In Chinese Medicine, winter is associated with the Kidney organ system which has a lot to do with ancestral vitality, development, and aging. The parts of the body associated with the Kidney system (besides our actual kidneys) are brain, bones, knees, low back, hair, teeth and ears. Winter is said to be a good time to give extra attention, protection, and nourishment to our Kidney system.
There are some basic common sense things to do. These include wearing a hat and scarf outdoors, keeping your feet warm and dry, and staying hydrated. Another big one is getting enough rest. The short days and long nights at this time of the year are Nature’s message to us that it’s time to slow down!
Resting more does not mean we should not keep moving our body. Exercise is just as important to keep our energy moving and our mood and metabolism smooth and happy. However during the winter it is good idea to emphasize more gentle activity, such as Qi gong or restorative yoga.

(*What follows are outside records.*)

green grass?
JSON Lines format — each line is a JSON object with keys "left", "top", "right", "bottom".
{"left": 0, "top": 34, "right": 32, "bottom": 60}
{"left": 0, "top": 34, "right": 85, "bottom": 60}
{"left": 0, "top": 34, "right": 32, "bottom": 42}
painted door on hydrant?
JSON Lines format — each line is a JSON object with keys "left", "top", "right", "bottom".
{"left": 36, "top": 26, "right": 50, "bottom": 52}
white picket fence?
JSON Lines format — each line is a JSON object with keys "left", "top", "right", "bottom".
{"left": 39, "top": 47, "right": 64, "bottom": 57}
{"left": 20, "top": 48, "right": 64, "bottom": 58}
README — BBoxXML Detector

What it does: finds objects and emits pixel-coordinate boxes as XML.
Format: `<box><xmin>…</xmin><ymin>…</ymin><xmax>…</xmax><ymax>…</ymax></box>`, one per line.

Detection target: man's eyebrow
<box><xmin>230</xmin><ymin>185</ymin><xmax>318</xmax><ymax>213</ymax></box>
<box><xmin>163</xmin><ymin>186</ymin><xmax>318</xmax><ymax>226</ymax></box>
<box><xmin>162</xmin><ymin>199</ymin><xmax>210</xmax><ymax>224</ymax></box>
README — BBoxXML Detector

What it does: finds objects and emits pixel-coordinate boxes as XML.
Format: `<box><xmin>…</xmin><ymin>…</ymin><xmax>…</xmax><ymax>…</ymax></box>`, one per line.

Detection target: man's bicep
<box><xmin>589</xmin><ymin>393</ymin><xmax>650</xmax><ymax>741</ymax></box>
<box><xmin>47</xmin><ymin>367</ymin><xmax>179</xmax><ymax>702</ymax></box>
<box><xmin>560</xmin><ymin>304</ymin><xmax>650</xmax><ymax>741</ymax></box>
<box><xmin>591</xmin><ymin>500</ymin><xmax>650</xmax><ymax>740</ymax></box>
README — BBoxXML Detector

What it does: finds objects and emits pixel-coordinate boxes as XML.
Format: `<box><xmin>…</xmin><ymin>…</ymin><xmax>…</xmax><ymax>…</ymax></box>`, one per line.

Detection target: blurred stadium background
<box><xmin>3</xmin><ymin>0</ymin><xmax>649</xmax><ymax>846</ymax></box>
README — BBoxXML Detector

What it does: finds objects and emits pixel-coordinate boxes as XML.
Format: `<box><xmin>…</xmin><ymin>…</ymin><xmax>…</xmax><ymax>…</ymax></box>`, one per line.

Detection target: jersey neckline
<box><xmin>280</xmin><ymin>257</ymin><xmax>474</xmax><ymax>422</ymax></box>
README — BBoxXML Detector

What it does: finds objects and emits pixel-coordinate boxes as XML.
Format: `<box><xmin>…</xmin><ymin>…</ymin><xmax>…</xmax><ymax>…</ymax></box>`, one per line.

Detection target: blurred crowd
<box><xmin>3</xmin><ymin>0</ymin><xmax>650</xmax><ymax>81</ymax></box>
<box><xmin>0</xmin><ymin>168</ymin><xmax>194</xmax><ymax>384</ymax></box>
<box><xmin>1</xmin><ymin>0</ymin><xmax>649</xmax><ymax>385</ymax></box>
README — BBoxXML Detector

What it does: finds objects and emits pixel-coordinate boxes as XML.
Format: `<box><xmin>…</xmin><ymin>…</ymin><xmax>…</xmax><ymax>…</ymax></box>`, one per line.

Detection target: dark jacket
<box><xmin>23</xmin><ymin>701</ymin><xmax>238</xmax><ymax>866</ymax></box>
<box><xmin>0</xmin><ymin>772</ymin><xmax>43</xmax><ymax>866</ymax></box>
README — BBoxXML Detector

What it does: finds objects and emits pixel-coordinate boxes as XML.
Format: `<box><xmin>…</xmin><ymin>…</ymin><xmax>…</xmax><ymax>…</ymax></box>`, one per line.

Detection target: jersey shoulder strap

The foods that are in season at this time of the year are also good for supporting our bodies nutritionally in the winter, so enjoy all the root veggies, winter squashes and dark leafy greens! From a Chinese Medicine and nutrition perspective cooked foods are more warming and easier to digest than raw foods, so warming soups and stews are perfect for this time of year.
Foods that can help further nourish our kidneys are: black beans, mushrooms, black sesame seeds, walnuts, buckwheat, eggs, various meat and fish (in moderation). Ginger, black pepper and garlic can also help warm us up and support healthy digestion.
Salt is the flavor of the kidney and you may find yourself craving it a little more in the winter. You may wish to add nori or other seaweed and a bit of miso to your soups.
And, of course, receiving regular acupuncture can be very supportive through the winter season. Acupuncture treatments can help you slow down and rest more deeply, so you can “recharge your batteries”, as well as keep your energy flow balanced and immune system functioning well. Taking an (acupuncture) nap in our cozy communal space may prove a good antidote to isolation during the more indoor-oriented winter season.
Stay warm and in good health, and see you soon!